英国議会で1月29日、英国のEU離脱(ブレグジット)をめぐる英国政府の新方針について、審議と修正案の採決が行われ、合意なき離脱(ノー・ディール)回避を求める案とアイルランドと北アイルランド間のバックストップの変更を求める案を賛成多数で可決した(2019年1月30日記事参照)が、保守党内で妥協に向けた動きが見られた。

キット・モルトハウス住宅計画担当閣外相らによる仲介の下、ジェイコブ・リースモグ議員らEU離脱強硬派とニッキー・モーガン元教育担当相ら親EU派が協議してまとめた妥協案では、同案を英国政府がEUと合意した離脱協定案にある永続可能なバックストップ案に置き換えて予定どおり離脱する一方、最長で2021年末まで移行期間を確保し、新たな通商関係の交渉妥結とアイルランド・北アイルランド間に物理的国境(ハードボーダー)を設けないことを確実にする。他方、離脱協定に合意できない場合は、最長で2021年末までの一時的措置としてEU規制やEU市民の権利などを維持し、従来のEUへの分担金とEUからの受給額の差額も拠出。さらにこの間、現行の無関税・割当なしの貿易を維持することなどを提案している。

この妥協案は1月29日の審議の対象にはならなかったが、関係者のツイッターや報道によると、離脱強硬派、親EU派に加え、保守党に閣外協力する北アイルランドの民主統一党(DUP)も同案への支持を表明し、メイ首相も1月29日の閣議で関心を示したという。しかし、この案はEU側が重ねて否定している離脱協定再交渉が前提であり、先端技術によるハードボーダー回避を念頭に置いた永続的なバックストップ案は、これまでの離脱交渉でEUから否定された経緯があり、EUの妥協はなお容易ではない。

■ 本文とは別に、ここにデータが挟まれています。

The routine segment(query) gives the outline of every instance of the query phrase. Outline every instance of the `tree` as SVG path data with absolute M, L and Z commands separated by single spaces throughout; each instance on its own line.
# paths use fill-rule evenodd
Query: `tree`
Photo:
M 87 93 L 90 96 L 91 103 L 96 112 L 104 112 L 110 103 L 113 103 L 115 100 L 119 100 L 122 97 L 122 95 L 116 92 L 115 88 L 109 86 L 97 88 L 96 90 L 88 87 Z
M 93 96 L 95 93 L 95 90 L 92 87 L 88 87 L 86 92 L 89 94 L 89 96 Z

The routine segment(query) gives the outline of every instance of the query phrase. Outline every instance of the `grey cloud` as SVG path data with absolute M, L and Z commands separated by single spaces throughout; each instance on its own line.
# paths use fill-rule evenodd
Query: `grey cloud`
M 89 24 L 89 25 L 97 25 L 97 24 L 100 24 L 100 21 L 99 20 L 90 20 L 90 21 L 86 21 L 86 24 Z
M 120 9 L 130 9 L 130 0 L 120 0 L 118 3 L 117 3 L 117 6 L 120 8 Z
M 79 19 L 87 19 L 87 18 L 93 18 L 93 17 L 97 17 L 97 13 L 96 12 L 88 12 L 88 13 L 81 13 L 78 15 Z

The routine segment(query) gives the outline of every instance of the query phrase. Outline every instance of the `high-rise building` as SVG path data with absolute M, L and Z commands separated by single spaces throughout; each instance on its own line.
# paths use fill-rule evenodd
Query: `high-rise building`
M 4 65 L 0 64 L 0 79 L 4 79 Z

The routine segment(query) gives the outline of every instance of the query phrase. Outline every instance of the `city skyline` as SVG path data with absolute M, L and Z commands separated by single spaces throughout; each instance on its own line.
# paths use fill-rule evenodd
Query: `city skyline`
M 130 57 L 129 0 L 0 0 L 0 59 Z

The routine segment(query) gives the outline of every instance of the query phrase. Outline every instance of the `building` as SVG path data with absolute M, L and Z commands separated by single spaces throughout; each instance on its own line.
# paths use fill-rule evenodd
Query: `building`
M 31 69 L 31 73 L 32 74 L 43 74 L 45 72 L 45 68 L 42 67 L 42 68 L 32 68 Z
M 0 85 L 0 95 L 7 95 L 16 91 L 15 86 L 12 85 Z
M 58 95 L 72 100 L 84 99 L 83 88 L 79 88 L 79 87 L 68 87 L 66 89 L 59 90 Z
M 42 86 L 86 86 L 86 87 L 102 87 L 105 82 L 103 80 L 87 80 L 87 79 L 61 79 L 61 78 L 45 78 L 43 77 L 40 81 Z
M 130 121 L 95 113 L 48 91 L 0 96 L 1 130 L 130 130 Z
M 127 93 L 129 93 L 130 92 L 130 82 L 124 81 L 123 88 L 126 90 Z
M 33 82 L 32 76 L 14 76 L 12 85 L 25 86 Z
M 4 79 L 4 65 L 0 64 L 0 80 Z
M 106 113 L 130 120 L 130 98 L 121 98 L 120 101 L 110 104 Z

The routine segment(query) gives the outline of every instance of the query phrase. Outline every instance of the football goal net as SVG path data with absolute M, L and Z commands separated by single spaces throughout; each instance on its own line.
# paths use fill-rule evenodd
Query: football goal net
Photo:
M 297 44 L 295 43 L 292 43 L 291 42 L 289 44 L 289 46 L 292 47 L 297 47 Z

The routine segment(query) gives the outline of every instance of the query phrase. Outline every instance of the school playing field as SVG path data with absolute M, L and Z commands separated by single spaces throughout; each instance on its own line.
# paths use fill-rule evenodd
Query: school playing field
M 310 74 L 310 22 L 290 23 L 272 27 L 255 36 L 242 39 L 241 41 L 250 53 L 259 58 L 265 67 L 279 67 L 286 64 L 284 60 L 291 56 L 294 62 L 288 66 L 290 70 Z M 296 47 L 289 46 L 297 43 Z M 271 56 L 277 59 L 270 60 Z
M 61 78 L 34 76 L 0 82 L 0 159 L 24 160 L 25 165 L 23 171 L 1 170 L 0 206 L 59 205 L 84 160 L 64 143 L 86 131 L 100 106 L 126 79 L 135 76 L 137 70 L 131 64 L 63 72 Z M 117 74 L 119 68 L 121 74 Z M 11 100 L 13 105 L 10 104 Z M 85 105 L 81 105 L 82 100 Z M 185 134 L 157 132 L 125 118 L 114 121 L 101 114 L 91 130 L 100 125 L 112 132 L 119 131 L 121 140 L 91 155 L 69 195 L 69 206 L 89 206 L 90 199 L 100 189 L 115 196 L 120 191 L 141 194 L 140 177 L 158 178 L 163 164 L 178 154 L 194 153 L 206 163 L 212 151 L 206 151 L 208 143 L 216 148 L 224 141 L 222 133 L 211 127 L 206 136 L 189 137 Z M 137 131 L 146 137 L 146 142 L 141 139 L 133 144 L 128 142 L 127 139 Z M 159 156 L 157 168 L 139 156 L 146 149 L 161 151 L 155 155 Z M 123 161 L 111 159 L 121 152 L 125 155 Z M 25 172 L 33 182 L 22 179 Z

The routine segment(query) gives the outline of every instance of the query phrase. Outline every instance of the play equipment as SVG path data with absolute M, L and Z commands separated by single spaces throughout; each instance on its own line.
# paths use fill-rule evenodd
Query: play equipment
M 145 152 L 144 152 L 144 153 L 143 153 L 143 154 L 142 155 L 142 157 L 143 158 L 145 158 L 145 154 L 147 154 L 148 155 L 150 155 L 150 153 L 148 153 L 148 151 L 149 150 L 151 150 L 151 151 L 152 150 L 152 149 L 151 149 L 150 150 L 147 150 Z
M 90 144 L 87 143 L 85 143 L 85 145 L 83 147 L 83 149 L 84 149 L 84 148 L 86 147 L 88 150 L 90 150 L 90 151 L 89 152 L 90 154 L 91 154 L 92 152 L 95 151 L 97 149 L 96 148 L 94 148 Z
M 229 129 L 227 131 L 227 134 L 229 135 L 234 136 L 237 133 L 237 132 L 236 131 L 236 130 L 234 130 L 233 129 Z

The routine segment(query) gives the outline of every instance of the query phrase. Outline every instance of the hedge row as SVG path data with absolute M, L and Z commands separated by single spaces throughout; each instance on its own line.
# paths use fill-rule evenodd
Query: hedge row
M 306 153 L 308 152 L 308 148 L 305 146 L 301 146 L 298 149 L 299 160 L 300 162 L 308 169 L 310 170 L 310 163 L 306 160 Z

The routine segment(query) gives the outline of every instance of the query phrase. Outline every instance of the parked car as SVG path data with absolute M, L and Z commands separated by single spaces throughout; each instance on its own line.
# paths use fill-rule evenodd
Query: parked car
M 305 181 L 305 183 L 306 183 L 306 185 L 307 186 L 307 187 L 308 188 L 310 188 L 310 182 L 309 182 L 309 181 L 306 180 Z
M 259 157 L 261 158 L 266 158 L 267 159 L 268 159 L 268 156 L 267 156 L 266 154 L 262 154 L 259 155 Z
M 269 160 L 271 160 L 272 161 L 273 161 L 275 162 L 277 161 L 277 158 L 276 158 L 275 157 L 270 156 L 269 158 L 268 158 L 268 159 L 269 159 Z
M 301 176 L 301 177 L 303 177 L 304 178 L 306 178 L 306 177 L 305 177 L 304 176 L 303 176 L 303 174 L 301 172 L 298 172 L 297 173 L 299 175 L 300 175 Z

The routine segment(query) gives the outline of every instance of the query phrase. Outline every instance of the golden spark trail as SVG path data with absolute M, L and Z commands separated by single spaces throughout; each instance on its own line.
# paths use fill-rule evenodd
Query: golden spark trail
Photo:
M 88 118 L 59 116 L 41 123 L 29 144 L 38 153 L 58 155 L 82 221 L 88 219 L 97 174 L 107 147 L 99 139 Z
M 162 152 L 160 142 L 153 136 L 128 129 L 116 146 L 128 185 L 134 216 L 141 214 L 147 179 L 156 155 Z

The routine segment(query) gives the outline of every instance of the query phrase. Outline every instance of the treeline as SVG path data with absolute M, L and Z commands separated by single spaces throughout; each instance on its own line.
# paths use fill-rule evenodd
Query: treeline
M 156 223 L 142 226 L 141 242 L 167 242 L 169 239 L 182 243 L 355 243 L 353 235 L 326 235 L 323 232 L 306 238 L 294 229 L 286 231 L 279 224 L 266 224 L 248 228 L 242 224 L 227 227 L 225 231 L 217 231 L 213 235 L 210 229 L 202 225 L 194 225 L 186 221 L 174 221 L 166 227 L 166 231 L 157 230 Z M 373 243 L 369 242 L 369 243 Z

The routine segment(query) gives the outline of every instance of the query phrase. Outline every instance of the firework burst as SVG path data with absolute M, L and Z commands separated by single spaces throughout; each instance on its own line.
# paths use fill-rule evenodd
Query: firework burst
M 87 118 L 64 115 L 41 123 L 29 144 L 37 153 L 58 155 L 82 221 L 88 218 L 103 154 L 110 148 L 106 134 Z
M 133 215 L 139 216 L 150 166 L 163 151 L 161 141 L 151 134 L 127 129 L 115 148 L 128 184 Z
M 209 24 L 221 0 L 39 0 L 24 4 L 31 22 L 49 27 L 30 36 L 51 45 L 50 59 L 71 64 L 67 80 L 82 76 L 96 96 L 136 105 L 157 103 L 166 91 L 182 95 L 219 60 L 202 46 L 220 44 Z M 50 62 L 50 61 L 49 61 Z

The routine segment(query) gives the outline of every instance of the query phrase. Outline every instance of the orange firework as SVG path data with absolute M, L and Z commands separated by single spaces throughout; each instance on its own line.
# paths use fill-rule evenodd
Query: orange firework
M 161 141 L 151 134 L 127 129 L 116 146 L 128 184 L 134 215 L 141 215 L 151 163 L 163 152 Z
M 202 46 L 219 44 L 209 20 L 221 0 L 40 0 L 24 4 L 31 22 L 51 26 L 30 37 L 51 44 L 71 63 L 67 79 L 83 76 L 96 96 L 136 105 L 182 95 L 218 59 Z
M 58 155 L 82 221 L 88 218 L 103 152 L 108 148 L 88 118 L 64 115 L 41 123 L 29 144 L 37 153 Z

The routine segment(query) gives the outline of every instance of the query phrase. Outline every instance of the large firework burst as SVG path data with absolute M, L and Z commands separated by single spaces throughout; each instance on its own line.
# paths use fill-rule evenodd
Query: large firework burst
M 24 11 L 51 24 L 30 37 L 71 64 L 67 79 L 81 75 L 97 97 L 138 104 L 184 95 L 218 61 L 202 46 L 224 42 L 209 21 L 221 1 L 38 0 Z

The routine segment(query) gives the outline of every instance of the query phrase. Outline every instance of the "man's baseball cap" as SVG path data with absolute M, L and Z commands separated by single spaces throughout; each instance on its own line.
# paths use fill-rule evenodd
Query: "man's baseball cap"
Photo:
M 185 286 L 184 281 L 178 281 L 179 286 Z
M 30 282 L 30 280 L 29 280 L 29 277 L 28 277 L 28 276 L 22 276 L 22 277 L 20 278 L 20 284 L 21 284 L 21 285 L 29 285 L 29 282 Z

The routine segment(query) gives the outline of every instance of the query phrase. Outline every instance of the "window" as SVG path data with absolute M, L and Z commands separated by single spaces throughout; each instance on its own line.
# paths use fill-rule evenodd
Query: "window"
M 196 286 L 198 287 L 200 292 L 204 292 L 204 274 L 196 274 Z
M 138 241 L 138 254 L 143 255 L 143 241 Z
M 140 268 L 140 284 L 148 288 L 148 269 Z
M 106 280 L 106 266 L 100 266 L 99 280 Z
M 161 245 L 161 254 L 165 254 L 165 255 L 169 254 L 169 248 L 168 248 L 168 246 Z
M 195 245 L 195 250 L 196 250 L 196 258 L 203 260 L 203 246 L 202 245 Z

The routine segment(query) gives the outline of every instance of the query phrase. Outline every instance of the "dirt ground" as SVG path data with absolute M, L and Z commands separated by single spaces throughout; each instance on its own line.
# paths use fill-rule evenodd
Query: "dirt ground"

メイ首相は答弁で、EUとの再協議が妥結次第、新たな合意案について議会採決を行う意向を表明。2月13日までに妥結しなければ、同日中に今後の方針を議会に提示し、翌14日に新方針の審議と修正可能な動議の採決を行うことを明言した。2週間以内の採決を目指し、メイ首相はEUとの詰めの協議に望みをつなぐ。